82. alina September 28, 2021 at 2:28 am #

Hi,
This was what I am searching, However how to train the final classification CNN with both original and augmented data combined. This leads to have train x = 2.Train Y ( exmple: train x = 2000 and train y = 1000) And CNN cant accept input variables with inconsistent numbers

• Adrian Tam September 28, 2021 at 9:46 am #

If you mean to have the image side-by-side, then you’re correct. A model cannot be used if your input shape is changed. If you mean to make more input data (i.e., images) by augmentation, you have not change the input variables, but just get more samples in the dataset.

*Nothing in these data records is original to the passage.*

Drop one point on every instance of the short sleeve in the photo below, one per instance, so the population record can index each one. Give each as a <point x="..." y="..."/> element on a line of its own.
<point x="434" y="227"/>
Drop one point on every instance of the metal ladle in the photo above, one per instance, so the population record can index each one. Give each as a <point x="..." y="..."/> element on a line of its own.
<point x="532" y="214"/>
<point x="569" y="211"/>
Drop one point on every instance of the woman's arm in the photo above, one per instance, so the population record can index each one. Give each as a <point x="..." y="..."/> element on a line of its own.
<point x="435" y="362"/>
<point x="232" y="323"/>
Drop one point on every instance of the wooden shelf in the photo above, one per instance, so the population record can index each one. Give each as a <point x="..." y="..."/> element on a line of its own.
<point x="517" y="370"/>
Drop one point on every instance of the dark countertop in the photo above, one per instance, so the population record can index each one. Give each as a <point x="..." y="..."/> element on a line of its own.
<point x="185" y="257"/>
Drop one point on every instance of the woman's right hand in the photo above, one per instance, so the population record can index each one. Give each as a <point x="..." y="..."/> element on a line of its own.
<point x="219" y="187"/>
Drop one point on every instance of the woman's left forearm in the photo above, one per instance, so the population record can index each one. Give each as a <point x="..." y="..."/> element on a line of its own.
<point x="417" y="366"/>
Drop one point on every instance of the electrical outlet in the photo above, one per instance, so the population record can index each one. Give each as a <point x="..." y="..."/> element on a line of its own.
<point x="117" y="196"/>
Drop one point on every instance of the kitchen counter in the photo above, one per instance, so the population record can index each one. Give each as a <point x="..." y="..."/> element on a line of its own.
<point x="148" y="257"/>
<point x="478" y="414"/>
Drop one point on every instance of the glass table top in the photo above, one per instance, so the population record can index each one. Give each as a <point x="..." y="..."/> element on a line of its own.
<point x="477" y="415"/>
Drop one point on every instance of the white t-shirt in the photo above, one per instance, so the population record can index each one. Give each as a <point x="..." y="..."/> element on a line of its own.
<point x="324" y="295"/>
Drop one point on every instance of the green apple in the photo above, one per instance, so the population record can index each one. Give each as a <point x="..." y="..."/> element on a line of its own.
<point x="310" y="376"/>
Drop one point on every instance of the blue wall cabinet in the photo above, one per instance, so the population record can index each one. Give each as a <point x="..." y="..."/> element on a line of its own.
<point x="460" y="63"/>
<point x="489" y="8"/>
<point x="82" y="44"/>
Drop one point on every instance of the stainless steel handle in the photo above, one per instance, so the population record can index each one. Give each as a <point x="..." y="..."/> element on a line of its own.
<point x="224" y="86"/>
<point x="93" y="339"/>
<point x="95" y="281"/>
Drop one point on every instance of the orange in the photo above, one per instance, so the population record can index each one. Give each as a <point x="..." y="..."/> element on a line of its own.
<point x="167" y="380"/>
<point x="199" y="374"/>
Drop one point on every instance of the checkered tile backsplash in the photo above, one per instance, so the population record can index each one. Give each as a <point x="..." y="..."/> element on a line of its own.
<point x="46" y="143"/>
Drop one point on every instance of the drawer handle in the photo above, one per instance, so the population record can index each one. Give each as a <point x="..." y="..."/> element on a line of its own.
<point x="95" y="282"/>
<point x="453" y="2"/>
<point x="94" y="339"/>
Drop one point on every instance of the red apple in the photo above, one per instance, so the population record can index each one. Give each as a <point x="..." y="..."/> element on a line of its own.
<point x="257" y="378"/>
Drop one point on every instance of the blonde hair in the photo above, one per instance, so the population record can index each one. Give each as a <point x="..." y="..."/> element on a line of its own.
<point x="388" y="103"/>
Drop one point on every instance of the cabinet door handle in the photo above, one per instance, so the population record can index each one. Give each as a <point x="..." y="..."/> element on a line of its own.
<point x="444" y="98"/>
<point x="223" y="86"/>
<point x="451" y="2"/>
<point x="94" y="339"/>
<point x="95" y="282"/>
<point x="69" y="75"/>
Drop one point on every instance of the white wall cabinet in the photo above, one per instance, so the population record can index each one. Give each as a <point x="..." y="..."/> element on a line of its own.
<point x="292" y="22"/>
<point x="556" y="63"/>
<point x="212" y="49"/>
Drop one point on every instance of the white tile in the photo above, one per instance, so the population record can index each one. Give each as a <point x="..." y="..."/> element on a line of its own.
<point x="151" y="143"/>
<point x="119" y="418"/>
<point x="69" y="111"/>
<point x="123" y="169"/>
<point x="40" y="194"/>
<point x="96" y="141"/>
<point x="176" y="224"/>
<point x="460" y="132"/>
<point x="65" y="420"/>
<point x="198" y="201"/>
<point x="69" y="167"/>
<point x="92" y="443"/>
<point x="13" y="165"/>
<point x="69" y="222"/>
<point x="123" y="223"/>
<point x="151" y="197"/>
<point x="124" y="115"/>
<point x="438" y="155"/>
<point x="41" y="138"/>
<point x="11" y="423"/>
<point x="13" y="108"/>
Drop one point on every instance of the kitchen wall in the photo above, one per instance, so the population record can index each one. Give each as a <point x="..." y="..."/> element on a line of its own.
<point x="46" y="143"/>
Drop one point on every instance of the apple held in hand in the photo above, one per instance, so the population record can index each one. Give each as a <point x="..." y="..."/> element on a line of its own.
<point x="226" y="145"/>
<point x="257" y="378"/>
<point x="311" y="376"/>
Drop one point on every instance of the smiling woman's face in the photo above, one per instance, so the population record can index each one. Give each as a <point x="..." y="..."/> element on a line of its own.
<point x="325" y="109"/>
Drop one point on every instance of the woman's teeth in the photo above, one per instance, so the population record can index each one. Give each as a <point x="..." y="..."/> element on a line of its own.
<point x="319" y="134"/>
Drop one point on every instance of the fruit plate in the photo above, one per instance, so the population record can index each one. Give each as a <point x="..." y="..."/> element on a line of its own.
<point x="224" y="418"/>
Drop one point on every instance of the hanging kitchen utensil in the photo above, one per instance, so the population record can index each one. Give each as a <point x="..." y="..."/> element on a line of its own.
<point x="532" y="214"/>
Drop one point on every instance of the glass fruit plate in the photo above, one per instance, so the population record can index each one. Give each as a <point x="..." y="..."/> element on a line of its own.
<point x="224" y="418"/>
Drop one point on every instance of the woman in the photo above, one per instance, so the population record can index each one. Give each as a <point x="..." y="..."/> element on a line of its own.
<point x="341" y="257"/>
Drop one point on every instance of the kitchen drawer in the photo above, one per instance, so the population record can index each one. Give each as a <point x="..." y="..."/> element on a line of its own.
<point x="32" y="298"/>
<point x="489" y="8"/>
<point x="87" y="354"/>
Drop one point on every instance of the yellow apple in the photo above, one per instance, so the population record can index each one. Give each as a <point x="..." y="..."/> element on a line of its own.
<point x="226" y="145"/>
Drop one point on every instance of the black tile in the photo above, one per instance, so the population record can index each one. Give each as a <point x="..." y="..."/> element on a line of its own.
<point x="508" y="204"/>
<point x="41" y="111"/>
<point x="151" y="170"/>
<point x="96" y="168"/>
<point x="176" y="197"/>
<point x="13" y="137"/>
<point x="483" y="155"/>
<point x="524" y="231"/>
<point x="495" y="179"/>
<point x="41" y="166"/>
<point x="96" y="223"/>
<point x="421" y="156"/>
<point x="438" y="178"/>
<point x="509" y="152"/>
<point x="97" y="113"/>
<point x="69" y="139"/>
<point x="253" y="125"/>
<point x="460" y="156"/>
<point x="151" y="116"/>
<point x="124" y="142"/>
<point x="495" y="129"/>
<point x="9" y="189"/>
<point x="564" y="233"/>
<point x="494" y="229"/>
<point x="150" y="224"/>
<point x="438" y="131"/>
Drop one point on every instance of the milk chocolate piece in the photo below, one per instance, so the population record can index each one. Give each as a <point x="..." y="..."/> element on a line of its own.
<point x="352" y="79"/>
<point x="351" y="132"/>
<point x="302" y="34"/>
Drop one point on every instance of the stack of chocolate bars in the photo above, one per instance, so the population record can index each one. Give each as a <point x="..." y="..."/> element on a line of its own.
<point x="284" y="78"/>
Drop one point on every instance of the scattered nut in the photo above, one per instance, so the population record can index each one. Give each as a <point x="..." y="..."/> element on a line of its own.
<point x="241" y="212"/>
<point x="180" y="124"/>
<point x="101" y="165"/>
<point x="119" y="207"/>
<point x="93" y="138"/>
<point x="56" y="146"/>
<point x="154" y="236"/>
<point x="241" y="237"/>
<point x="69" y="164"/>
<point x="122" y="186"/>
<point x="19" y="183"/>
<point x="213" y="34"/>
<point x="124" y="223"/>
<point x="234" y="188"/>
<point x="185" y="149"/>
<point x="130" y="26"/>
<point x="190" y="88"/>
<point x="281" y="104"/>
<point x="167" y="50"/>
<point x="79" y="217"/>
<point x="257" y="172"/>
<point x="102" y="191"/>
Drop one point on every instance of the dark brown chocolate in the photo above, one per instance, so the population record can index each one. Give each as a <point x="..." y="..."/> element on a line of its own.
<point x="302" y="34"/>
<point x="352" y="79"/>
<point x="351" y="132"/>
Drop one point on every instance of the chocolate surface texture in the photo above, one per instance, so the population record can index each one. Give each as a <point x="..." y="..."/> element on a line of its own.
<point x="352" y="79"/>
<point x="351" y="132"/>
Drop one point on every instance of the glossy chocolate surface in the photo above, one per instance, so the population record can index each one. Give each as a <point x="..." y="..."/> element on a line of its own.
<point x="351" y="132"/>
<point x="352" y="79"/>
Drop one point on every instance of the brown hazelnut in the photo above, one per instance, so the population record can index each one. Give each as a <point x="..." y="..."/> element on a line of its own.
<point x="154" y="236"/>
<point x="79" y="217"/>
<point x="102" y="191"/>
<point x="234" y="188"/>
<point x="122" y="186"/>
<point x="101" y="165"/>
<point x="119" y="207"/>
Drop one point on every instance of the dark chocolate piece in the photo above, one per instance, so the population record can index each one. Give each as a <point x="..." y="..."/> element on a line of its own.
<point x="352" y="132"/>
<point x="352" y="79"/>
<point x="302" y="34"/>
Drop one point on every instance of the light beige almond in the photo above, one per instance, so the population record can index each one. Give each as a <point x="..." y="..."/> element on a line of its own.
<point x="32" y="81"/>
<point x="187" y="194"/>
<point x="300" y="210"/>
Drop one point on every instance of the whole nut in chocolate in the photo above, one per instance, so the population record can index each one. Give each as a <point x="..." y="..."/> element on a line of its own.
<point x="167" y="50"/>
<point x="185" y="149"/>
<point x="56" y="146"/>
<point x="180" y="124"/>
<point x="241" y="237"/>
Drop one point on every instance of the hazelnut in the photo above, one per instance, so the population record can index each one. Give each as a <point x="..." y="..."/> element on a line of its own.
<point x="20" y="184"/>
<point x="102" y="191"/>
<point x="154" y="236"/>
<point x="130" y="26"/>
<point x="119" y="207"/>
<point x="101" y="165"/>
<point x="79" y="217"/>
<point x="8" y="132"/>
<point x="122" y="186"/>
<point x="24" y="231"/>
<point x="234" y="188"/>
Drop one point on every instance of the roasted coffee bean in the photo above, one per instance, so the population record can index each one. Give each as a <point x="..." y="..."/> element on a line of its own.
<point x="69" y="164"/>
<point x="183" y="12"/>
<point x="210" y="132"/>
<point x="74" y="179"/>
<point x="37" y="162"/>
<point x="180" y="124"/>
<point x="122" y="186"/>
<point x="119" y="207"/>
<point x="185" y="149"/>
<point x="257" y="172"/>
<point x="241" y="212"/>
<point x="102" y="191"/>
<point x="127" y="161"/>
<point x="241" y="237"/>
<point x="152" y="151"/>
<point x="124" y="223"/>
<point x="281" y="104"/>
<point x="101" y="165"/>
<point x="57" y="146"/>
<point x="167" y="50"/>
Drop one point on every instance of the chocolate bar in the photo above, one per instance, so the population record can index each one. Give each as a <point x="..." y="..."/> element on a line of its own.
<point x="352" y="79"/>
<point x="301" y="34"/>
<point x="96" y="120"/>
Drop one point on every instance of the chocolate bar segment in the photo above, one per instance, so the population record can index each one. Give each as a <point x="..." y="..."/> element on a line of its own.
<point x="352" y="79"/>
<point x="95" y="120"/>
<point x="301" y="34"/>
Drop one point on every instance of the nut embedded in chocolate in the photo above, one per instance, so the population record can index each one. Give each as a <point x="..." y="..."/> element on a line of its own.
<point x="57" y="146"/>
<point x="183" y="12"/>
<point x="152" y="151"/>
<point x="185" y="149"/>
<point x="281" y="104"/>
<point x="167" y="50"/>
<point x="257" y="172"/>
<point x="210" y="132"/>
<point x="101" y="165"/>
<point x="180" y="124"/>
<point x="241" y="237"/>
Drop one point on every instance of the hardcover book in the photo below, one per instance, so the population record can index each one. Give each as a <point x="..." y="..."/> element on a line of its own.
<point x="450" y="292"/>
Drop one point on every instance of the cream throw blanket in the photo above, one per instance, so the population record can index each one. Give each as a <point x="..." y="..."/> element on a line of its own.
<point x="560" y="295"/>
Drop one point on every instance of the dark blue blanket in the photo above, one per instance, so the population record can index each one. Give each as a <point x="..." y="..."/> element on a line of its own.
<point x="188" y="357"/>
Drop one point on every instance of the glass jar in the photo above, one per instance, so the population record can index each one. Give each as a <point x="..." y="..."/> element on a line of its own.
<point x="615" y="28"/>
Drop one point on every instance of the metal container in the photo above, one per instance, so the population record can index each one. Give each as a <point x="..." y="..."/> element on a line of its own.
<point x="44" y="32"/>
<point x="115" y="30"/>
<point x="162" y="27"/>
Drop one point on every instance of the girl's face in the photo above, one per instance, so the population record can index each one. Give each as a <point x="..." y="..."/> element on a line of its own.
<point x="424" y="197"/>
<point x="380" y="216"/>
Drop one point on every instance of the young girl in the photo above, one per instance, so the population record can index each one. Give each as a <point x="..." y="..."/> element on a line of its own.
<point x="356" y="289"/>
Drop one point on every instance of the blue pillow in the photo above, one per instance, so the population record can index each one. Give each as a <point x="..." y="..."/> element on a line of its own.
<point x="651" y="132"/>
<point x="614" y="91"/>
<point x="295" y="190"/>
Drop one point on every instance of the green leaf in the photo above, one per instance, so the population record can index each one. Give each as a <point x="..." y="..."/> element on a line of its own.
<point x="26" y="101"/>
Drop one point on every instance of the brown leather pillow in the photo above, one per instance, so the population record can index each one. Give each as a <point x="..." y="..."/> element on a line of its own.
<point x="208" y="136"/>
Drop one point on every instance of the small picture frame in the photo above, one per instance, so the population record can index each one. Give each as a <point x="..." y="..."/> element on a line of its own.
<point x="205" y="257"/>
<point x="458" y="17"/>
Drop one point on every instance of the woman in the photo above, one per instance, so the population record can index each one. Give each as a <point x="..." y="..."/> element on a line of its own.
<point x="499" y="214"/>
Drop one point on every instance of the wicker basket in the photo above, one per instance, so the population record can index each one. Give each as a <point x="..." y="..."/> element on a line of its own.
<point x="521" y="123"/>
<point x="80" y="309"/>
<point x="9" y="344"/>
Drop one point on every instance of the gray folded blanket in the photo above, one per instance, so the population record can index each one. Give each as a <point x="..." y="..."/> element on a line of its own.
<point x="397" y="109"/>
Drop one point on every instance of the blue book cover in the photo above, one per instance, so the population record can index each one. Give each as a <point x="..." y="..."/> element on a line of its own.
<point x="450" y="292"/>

83. peter September 30, 2021 at 7:56 am #

Hi,
We know that input data samples have to be combined for the classification. What about adding features to? I mean appending the original and augmented data among the feature axe ( pixels , (fo+fa) ) with fo is originl feature and fa is augmented feature. does this make sense?

• Adrian Tam October 1, 2021 at 12:23 pm #

Not sure why you want to do that. Augmentation is to skew the image a bit so the machine learning model can identify the slightly-modified image equally.

• Adrian Tam October 6, 2021 at 5:48 am #

That makes sense. I can see one example, where fo is the original image and fa is the one after Sobel edge detection. But doing this is like a preprocessing of the input. Then you finish a model like that, you need to do the same preprocessing for all input you use in prediction steps too.